Coregulation refers to the way in which one person’s physiological and emotional processes are managed, moderated, or controlled by another's supportive interactions. For those of us with ADHD, this can often mean helping each other remain focused, manage emotions, and sustain motivation towards tasks and responsibilities.


As a mother, my initial instincts were to correct and direct. However, with time, I've learned that coregulation is more about guidance and mutual support rather than control. It’s about navigating the waves together, rather than pulling my daughter into my boat.


The Daily Struggles and Triumphs


Mornings used to be chaotic. The simple routine of getting ready for school could easily become overwhelming. My daughter would struggle with transitioning from one task to another, and I would become impatient, not being a great model of organisation myself. Recognising our shared difficulty with transitions and time management was the first step in changing how we approached our morning routine.


We introduced visual schedules and clear, manageable steps for each of our morning tasks. Instead of nagging, I began using these moments to teach by example, showing how I organise my tasks and calmly work through them. These small moments of modelling have gradually helped us both develop better coping mechanisms.


Emotional Regulation Through Empathy


Emotional dysregulation is a common aspect of ADHD. Explosive reactions to minor frustrations were frequent in our home. During these moments, it became essential to practice empathy, both for myself and for my child. Recognising our emotional responses and discussing them openly has been crucial.


When tensions rise, we've learned to take a pause, breathe, and express our feelings in words. "I’m feeling overwhelmed right now because I can’t find my keys and we’re going to be late. I need a moment to think." Voicing my own experiences and struggles has encouraged my daughter to do the same. This mutual understanding and validation of our feelings is the cornerstone of our emotional coregulation.

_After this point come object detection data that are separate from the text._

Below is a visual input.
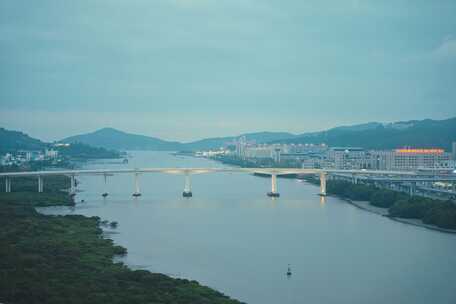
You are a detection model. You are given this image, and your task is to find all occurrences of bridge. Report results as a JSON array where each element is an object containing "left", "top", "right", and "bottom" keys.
[{"left": 0, "top": 167, "right": 428, "bottom": 197}]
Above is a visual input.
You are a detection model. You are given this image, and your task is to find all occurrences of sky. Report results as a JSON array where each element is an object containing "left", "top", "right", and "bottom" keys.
[{"left": 0, "top": 0, "right": 456, "bottom": 141}]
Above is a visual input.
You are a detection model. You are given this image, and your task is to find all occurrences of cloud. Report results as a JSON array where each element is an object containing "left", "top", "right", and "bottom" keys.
[{"left": 433, "top": 36, "right": 456, "bottom": 59}]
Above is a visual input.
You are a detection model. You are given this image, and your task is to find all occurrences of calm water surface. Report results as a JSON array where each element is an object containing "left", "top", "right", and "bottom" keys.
[{"left": 40, "top": 152, "right": 456, "bottom": 304}]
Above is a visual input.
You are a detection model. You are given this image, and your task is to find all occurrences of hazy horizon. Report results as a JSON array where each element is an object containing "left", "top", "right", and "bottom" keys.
[{"left": 0, "top": 0, "right": 456, "bottom": 142}]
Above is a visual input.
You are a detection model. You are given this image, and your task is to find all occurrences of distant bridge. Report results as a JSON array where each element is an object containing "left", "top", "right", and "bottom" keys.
[{"left": 0, "top": 167, "right": 450, "bottom": 197}]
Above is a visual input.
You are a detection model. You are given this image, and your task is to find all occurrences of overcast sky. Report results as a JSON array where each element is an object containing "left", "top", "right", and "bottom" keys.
[{"left": 0, "top": 0, "right": 456, "bottom": 141}]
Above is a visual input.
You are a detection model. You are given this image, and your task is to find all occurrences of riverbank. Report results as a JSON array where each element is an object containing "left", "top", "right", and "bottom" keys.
[
  {"left": 344, "top": 200, "right": 456, "bottom": 234},
  {"left": 0, "top": 177, "right": 244, "bottom": 304}
]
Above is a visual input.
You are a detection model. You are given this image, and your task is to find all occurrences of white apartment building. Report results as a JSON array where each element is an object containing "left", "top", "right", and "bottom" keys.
[{"left": 369, "top": 148, "right": 453, "bottom": 171}]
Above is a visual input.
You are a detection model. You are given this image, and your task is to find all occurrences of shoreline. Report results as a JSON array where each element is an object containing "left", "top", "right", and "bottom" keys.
[{"left": 344, "top": 195, "right": 456, "bottom": 234}]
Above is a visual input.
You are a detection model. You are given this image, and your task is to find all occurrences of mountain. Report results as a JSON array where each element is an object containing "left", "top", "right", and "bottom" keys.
[
  {"left": 0, "top": 128, "right": 46, "bottom": 154},
  {"left": 273, "top": 117, "right": 456, "bottom": 150},
  {"left": 61, "top": 128, "right": 295, "bottom": 151},
  {"left": 61, "top": 128, "right": 183, "bottom": 151}
]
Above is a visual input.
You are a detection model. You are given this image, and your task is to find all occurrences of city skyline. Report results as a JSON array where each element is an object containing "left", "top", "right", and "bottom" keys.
[{"left": 0, "top": 0, "right": 456, "bottom": 141}]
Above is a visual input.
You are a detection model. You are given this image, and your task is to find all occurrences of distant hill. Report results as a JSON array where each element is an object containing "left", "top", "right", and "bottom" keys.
[
  {"left": 61, "top": 128, "right": 183, "bottom": 151},
  {"left": 273, "top": 118, "right": 456, "bottom": 150},
  {"left": 0, "top": 128, "right": 46, "bottom": 154},
  {"left": 61, "top": 128, "right": 295, "bottom": 151}
]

Shared Strategies for Managing Tasks


Both my daughter and I struggle with maintaining attention on mundane or prolonged tasks. Homework, therefore, can be a battleground. To combat this, we've set up a shared workspace where we do our ‘homework’ together. I handle my work, bills, or household management, while she does her schoolwork. We use timers to work in short, focused bursts with small breaks in between. This approach not only helps us manage our attention spans but also allows us to support each other through difficult tasks.


Celebrating Small Wins


Living with ADHD can often make you feel like you’re not achieving enough. It’s important to celebrate the small victories, as they are major strides in our world. Whether it’s completing a book, finishing a project, or just having a smooth morning, acknowledging and celebrating these moments boosts our morale and encourages us.


Building a Supportive Community


Isolation can be detrimental to mental health, especially for parents dealing with ADHD. Connecting with other parents who face similar challenges has been incredibly uplifting and informative. Support groups, both online and in-person, have provided us with practical advice and emotional solidarity.


Reflections and Moving Forward


This journey of coregulation has not only helped us manage our ADHD but has also brought us closer. It’s taught us resilience, understanding, and patience. As we continue to grow and learn from each other, I remain hopeful and excited for what the future holds.


For parents navigating similar waters, remember, it’s okay to seek help, take breaks, and admit when things are tough. The journey of ADHD is fraught with challenges, but with the right strategies and support, it can also be incredibly rewarding.


ADHD is a significant part of our lives, but it does not define us. Through coregulation, we’ve learned to harness our strengths and support each other in ways we never thought possible. It’s a continual process of learning and adaptation, one that requires patience, empathy, and lots of love. If you’re embarking on this journey, take heart. You’re not alone, and with the right approach, you and your child can thrive together.